If youre considering WHERE to elk hunt, there are lots of options.. but Colorado is where I normally recommend for someone just starting out.. you can obtain an elk tag over the counter there.. in most states you have to enter the lottery, and will likely be looking at a several year wait before you build up enough preference points to give you any chance at getting drawn.. Tags can also be ridiculously expensive in some states.. so, after you have waited a couple of years to get drawn, and then have to shell out a good chunk of change to actually get your tag, most people are inclined to hire a guide, which brings a better chance of success, but also costs another pretty substantial chunk of change..
oh... if youre not currently a hunter.. hunting elk will either kill your desire to ever hunt again, or will hook you for life.. there is no in between
they are NOT easy to hunt, and success rates are generally much, much lower than deer, hogs, and other large game.. you hunt them at altitude.. its cold.. the air is thin.. they are cautious.. etc.. its not uncommon to spend 3-4 days in a row freezing your butt off, covered in snow, plowing up and down a mountain between 9000-11000 feet above sea level.. and never see or hear a damn thing.. it takes special equipment (cold weather gear, wet weather gear, calls, etc..).. and it takes some skills that arent required on other hunts (you need to know how to call... which isnt nearly as easy as you might think...)..

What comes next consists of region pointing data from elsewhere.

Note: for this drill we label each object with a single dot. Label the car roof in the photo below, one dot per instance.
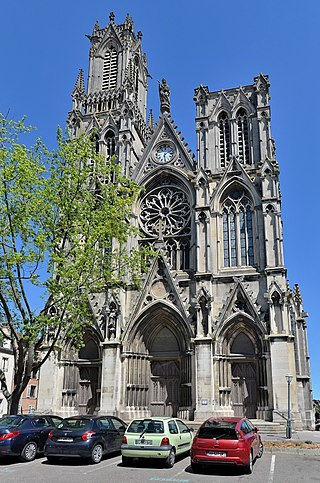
(228, 419)
(155, 418)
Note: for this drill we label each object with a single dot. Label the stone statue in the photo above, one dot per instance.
(164, 93)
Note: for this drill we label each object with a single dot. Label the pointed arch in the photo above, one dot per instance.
(242, 124)
(224, 138)
(237, 221)
(157, 358)
(110, 68)
(110, 142)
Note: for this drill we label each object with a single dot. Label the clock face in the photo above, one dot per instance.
(164, 153)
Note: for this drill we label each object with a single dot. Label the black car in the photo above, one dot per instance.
(85, 437)
(25, 435)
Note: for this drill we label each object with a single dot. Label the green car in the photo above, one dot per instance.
(156, 437)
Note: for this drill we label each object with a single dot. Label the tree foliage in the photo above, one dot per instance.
(64, 222)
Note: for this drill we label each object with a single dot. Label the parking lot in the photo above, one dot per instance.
(277, 468)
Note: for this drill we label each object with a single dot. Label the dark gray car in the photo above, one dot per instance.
(85, 437)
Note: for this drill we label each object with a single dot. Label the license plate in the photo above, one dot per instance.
(143, 441)
(216, 453)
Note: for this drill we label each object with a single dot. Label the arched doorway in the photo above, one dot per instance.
(243, 376)
(165, 374)
(89, 366)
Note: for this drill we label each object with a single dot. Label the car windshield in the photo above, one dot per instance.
(218, 430)
(75, 423)
(10, 421)
(141, 426)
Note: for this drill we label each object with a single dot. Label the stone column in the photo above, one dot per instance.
(110, 378)
(204, 378)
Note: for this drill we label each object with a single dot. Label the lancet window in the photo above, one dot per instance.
(110, 143)
(237, 230)
(243, 136)
(110, 69)
(224, 139)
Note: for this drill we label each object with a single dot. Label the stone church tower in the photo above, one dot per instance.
(215, 327)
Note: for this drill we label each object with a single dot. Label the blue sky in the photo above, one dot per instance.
(219, 44)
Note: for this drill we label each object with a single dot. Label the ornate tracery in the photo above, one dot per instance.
(237, 229)
(165, 215)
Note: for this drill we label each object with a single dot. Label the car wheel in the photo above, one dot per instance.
(169, 462)
(260, 452)
(195, 467)
(96, 454)
(126, 461)
(29, 451)
(248, 468)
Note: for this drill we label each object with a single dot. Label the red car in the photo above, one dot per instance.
(232, 441)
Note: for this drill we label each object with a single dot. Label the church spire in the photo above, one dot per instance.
(150, 119)
(164, 93)
(79, 85)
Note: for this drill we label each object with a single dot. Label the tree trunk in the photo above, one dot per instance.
(13, 403)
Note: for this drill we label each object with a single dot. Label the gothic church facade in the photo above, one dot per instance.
(215, 327)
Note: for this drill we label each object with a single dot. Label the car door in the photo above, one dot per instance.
(120, 428)
(174, 435)
(249, 436)
(253, 437)
(185, 436)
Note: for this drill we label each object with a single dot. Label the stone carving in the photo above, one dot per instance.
(165, 212)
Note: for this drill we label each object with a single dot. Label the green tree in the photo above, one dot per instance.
(64, 223)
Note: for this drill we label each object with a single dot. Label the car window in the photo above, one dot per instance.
(250, 425)
(218, 430)
(119, 425)
(182, 427)
(139, 426)
(245, 428)
(75, 423)
(104, 423)
(172, 427)
(40, 423)
(10, 421)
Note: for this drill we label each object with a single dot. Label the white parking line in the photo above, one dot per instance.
(100, 467)
(271, 473)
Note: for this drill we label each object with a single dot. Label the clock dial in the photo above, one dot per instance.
(164, 153)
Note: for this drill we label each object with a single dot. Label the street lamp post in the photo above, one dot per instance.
(288, 430)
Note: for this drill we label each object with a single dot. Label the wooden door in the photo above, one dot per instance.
(88, 400)
(165, 388)
(244, 389)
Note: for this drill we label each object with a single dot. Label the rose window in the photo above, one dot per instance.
(165, 211)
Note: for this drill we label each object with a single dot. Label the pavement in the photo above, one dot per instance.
(297, 436)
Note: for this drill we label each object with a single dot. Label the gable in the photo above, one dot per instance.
(166, 149)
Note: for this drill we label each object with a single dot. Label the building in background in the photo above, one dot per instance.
(29, 396)
(216, 327)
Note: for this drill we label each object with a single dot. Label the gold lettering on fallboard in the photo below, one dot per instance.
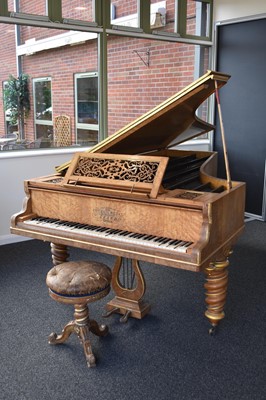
(107, 214)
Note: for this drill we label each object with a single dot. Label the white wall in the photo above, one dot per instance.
(227, 9)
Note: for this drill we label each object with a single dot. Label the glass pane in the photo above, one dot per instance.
(37, 7)
(163, 16)
(87, 99)
(87, 137)
(198, 14)
(44, 136)
(124, 13)
(43, 100)
(79, 9)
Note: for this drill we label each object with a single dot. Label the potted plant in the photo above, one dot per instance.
(17, 101)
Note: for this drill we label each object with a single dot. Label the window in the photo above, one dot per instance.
(9, 128)
(43, 113)
(86, 108)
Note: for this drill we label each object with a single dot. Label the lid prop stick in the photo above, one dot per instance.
(228, 177)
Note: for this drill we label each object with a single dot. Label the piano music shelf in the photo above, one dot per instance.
(125, 172)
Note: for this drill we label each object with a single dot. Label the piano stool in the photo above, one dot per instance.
(79, 283)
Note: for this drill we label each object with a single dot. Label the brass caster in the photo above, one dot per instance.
(52, 338)
(111, 312)
(125, 317)
(213, 330)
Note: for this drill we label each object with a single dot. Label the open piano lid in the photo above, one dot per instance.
(168, 124)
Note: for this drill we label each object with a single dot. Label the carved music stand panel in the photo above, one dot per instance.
(124, 172)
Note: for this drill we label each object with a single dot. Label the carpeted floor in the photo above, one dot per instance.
(166, 356)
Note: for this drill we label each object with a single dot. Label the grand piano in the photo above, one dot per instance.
(137, 197)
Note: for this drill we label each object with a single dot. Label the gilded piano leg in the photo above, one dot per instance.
(128, 300)
(216, 291)
(59, 253)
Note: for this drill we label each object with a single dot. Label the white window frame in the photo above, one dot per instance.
(39, 121)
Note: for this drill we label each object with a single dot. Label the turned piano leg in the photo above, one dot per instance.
(216, 291)
(129, 286)
(59, 253)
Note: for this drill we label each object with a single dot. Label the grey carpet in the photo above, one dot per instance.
(167, 355)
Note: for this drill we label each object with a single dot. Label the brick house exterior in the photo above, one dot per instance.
(133, 86)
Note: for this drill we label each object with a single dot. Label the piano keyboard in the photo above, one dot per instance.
(110, 233)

but the first time you bugle, and a big 6x6 bull bugles back at you.. and then comes crashing through the woods straight at you 10 minutes later... you'll be hooked for life..
there is something particularly cool/fun/exhilarating about hunting animals that you have to talk to, and they have to talk back to you as part of the hunt..
I just spent last weekend chasing Rio Grande Turkeys in North Texas and called in a monster gobbler on the first afternoon I was out int he woods.. I never could get him to come in close enough for the shot.. but spent a full half hour "talking" to him, and had him strutting all over the field and acting like a damn fool before he finally got frustrated and moved on.. I didnt shoot a turkey last weekend.. but it was still a "successful" hunt in my book.. I managed to call one in (just couldnt get him inside 50 yards), and had a blast interacting with him and the probably 2 dozen hens I called in over the weekend... for me, pulling the trigger and filling the freezer is only 1 small component of "hunting".. being out in the woods and interacting with wildlife is a much bigger piece..
With animals like elk (and turkey) there is generally a lot more interaction than with deer, pigs, bears, etc.. where you largely set up an ambush over a food plot, water source, bedding area, etc.. and just wait for them to go where they normally go and do what they normally do... with elk you need to lure him into the ambush.. or do a "spot and stalk" which is a whole 'nother kind of hunt all together..
Had my first elk hunt last September and filled my tag. Most exhilirating thing I have ever done. Shooting was the easy part. Field dressing then walking 200+lbs of quartered meat a mile out of the dense woods was more than I had prepared for but worth every minute.
My hunting rules:
1. Don't shoot unless you have a clean, clear shot.
2. Be sure of your target and what is behind it.
3. Make the best shot you can, adrenaline pumping through game meat makes it taste "gamey"
4. Get the skin off and cool the meat asap for the best tasting meat possible.